Much ado about Halloween candy, and other holiday dilemmas

Dietitian and mom Christine Berman dishes out tips for handling the Halloween candy conundrum.

By Christine Berman, M.P.H., R.D.


Christine Berman is a registered dietitian and co-author of Meals Without Squeals: Child Care Feeding Guide and Cookbook and Teaching Children About Food.

Posted on Sep 29, 2014 12:43 PM

In one family I know, the rule on Halloween is that the children can collect all the candy they want while trick-or-treating, but they must throw away everything they haven't eaten by the end of the evening. In another family, the children are allowed a piece or two a day until the candy is gone.

Coping with overdosing on holiday goodies

These are just two examples of how parents cope with the prospect of children overdosing on holiday goodies.
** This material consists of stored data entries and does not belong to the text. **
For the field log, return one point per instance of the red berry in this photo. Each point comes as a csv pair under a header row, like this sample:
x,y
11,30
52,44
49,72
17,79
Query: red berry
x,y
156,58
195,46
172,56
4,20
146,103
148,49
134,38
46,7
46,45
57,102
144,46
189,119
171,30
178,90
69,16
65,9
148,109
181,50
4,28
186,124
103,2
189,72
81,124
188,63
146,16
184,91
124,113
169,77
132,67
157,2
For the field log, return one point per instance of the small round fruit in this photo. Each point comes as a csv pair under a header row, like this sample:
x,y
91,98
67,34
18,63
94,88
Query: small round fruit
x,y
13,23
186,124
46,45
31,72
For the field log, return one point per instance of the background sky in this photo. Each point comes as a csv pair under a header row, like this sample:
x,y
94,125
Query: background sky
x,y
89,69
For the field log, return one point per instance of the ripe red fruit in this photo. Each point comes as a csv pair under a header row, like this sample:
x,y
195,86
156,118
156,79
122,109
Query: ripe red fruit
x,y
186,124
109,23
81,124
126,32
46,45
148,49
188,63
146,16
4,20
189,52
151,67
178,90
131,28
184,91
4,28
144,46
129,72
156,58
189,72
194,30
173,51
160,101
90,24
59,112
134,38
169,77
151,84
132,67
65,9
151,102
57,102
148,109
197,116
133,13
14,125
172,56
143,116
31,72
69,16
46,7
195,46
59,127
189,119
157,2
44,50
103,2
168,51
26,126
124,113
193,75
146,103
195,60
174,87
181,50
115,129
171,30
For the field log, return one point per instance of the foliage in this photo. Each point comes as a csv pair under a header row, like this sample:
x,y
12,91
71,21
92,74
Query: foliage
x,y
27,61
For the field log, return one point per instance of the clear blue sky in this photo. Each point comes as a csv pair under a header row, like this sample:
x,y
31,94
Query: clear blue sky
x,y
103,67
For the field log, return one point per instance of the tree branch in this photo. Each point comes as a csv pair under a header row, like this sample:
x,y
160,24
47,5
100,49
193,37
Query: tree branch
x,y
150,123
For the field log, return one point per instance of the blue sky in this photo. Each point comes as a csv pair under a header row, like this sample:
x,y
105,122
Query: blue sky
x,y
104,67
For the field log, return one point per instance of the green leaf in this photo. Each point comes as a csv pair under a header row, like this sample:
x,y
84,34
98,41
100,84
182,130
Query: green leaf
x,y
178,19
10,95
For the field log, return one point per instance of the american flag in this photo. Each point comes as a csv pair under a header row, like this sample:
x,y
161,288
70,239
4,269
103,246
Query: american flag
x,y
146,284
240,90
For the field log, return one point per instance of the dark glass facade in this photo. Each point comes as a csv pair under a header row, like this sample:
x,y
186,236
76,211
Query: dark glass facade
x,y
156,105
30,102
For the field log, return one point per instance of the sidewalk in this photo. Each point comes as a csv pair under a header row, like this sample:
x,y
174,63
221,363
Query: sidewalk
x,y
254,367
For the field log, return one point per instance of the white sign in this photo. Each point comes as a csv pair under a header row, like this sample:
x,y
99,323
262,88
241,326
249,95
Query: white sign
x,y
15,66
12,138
Many parents who make great efforts to feed their children well face a yearly double whammy in October. First, the question of how much of that stuff in the trick-or-treat bags to let the kids eat, and second, what to give as treats—candy? pencils? stickers? And Halloween is just the first event in a round of holiday celebrations that lasts for several months (a period, incidentally, when the average American puts on a few extra pounds and feels guilty for losing control). No wonder just thinking about it makes us a tad anxious.

A few days of candy is okay…

As a dietitian—and a mother—I will tell you that eating a lot of candy over a few days' time will not ruin your child's health if he has been otherwise eating well, assuming there are no bona fide medical reasons for avoiding sugar, chocolate and so on. There is no evidence that gorging on Halloween candy for a few days will turn him into a candy-craving machine the rest of the year or the rest of his life. And, though like most nutrition issues this one is still under debate, there is little evidence that sugar causes the majority of children to behave badly, even at pretty high doses (a lot of sugar on an empty stomach may be a different story). Your child may be the exception, but it's rare.

A sugar free-for-all is not

Does this mean I advocate a sugar free-for-all in every household between October and New Year's? Absolutely not! I am genuinely concerned about the quantities of sugar many children eat throughout the year, for several reasons (enough to devote a separate article to it). But for families who generally eat well and worry that the holidays may spin the situation out of control, here are some tips for dealing with the stress around holiday treats:

  • Go ahead and buy candy to give trick-or-treaters, something your child thinks is "cool," and refuse to feel guilty about it.
  • Insist that your child eats a good dinner before going out trick-or-treating or a substantial meal or snack before holiday parties (think protein).
  • It's reasonable to limit the number of homes your child visits, which should help limit the volume of candy coming into the house.
  • When your child returns from trick-or-treating, create a little ritual of looking admiringly at the haul, which you can use as an opportunity to weed out treats that could cause a young child to choke, or to which your child is allergic.
  • Make sure your child is a devoted and competent tooth-brusher.
  • Work out whatever candy-eating plan seems best for your family. Most kids will probably do pretty well if allowed as much as they want for a couple of days, at which point they will get sick of it, return to regular eating habits, and may occasionally want a few pieces as a dessert or part of a snack.
  • Try to plan at least some aspects of holiday celebrations that don't include food, like games, videos or other diversions. Incorporate non-sweet treats into party menus (when I think about Halloween, I think popcorn). Stickers, small figurines and cars, crayons and hair ornaments can go into goodie bags.
  • Make sure everyone in your family is getting plenty of physical activity and plenty of rest during the hectic holiday times.